Бухенвальд! Как удалось Прикидько скрыть свою бухенвальдскую службу, разработать версию, что был остарбайтом у бауэра Штольца? Коллеги из ГДР проверили. Штольцы, оказывается, погибли в апреле 1945 года во время американской бомбежки. По показаниям соседей, у Штольцев два года работал остарбайт Федька, перед той бомбежкой он исчез. Уже после прихода американцев вновь появился с другим остарбайтом, но ненадолго: через несколько дней во дворе бауэра в кое-как засыпанной яме нашли труп Федьки. Может, Прикидько убил?.. Зачем? Чтобы присвоить Федькину жизнь у Штольца…

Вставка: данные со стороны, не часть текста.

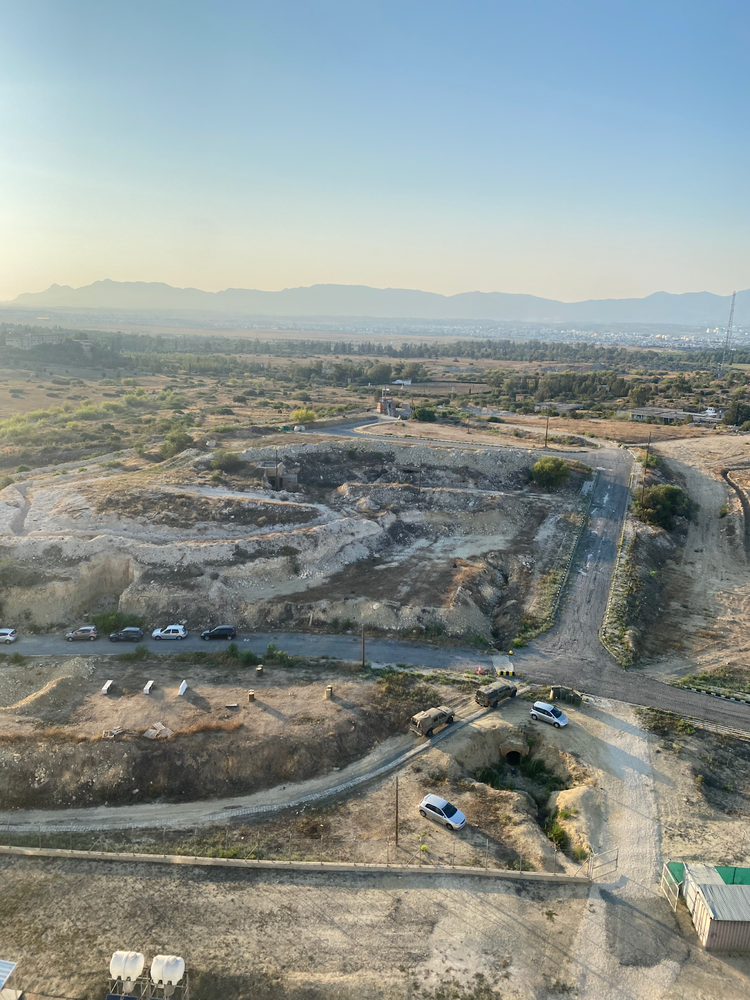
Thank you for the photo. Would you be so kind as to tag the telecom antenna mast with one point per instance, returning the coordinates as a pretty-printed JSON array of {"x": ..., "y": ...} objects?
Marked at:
[{"x": 729, "y": 332}]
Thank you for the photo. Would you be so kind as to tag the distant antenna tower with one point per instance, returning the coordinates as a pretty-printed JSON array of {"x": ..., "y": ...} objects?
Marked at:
[{"x": 729, "y": 333}]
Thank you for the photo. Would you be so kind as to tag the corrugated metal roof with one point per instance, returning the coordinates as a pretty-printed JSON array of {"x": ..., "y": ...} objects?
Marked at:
[
  {"x": 6, "y": 971},
  {"x": 703, "y": 874},
  {"x": 727, "y": 902}
]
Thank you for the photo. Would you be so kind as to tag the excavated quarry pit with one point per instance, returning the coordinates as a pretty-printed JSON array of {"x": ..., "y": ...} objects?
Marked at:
[{"x": 447, "y": 543}]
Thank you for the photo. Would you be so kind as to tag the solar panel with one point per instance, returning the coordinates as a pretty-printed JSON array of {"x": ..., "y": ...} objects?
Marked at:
[{"x": 6, "y": 971}]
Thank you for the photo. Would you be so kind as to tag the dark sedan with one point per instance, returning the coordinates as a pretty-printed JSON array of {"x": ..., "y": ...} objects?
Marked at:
[
  {"x": 130, "y": 634},
  {"x": 220, "y": 632}
]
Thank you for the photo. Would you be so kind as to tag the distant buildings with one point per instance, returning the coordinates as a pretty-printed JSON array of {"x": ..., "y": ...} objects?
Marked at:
[
  {"x": 560, "y": 407},
  {"x": 664, "y": 415},
  {"x": 24, "y": 341}
]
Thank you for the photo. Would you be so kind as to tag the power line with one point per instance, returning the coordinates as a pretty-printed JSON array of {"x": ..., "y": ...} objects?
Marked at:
[{"x": 729, "y": 332}]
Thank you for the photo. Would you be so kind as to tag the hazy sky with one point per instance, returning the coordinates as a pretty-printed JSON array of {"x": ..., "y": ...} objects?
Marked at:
[{"x": 567, "y": 149}]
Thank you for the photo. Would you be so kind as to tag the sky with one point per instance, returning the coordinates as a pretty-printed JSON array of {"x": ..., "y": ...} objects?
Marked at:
[{"x": 565, "y": 149}]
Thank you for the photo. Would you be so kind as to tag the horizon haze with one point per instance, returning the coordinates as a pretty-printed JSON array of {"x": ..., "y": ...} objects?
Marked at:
[
  {"x": 335, "y": 300},
  {"x": 572, "y": 153}
]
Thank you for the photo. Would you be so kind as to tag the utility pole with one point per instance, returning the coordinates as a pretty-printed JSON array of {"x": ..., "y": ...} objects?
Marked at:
[
  {"x": 645, "y": 467},
  {"x": 729, "y": 333},
  {"x": 397, "y": 814}
]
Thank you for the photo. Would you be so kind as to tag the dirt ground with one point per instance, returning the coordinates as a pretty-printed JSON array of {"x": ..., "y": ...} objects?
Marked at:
[
  {"x": 167, "y": 543},
  {"x": 52, "y": 752},
  {"x": 532, "y": 430},
  {"x": 705, "y": 602}
]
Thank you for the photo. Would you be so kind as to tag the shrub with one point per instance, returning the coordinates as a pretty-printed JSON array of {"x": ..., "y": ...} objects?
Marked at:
[
  {"x": 659, "y": 505},
  {"x": 302, "y": 415},
  {"x": 424, "y": 413},
  {"x": 113, "y": 621},
  {"x": 556, "y": 834},
  {"x": 550, "y": 472},
  {"x": 227, "y": 461}
]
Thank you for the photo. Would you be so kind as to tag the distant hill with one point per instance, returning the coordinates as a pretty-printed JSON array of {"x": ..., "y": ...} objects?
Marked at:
[{"x": 689, "y": 308}]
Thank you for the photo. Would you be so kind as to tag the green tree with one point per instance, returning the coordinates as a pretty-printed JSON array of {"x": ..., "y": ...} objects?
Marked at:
[
  {"x": 659, "y": 505},
  {"x": 302, "y": 415},
  {"x": 639, "y": 395},
  {"x": 424, "y": 413},
  {"x": 550, "y": 472}
]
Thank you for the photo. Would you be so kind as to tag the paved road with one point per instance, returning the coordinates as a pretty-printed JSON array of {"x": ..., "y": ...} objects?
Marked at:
[{"x": 569, "y": 654}]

Когда Харитоненко изучил все материалы дела Прикидько, версия подтвердилась. Прикидько рассказал проверяющим, как страдал в концлагере, а затем у Штольца. На ропросы отвечал с тупой покорностью: «Какую работу давали, ту исполнял…» Спросили о лагерном режиме — ответил: «Об этом мы без понятия». Проверка закончилась быстро. Наверное, решили, что такой примитив и для нацистов не мог представить интереса.
Степана Прикидько снова призвали в армию, пять месяцев исправно отслужил поваром и вернулся в родную Чабанку с припрятанными часами, золотыми колечками и отрезами. Дома застал полный разор: мать умерла во время оккупации, отец еле дышит, на Николая пришла похоронка, Роман вернулся с фронта калекой. Ничего не осталось от довоенных достатков.
Степан не растерялся: не желая, как он выразился, батрачить на старика и брата-инвалида, с ходу отправился к Анне. Встретились, обнялись, расцеловались. Анна живет с дочкой Леной, в хате полный порядок, в сарае корова, в хлеве поросная свинья. Сама ладная, крепкая.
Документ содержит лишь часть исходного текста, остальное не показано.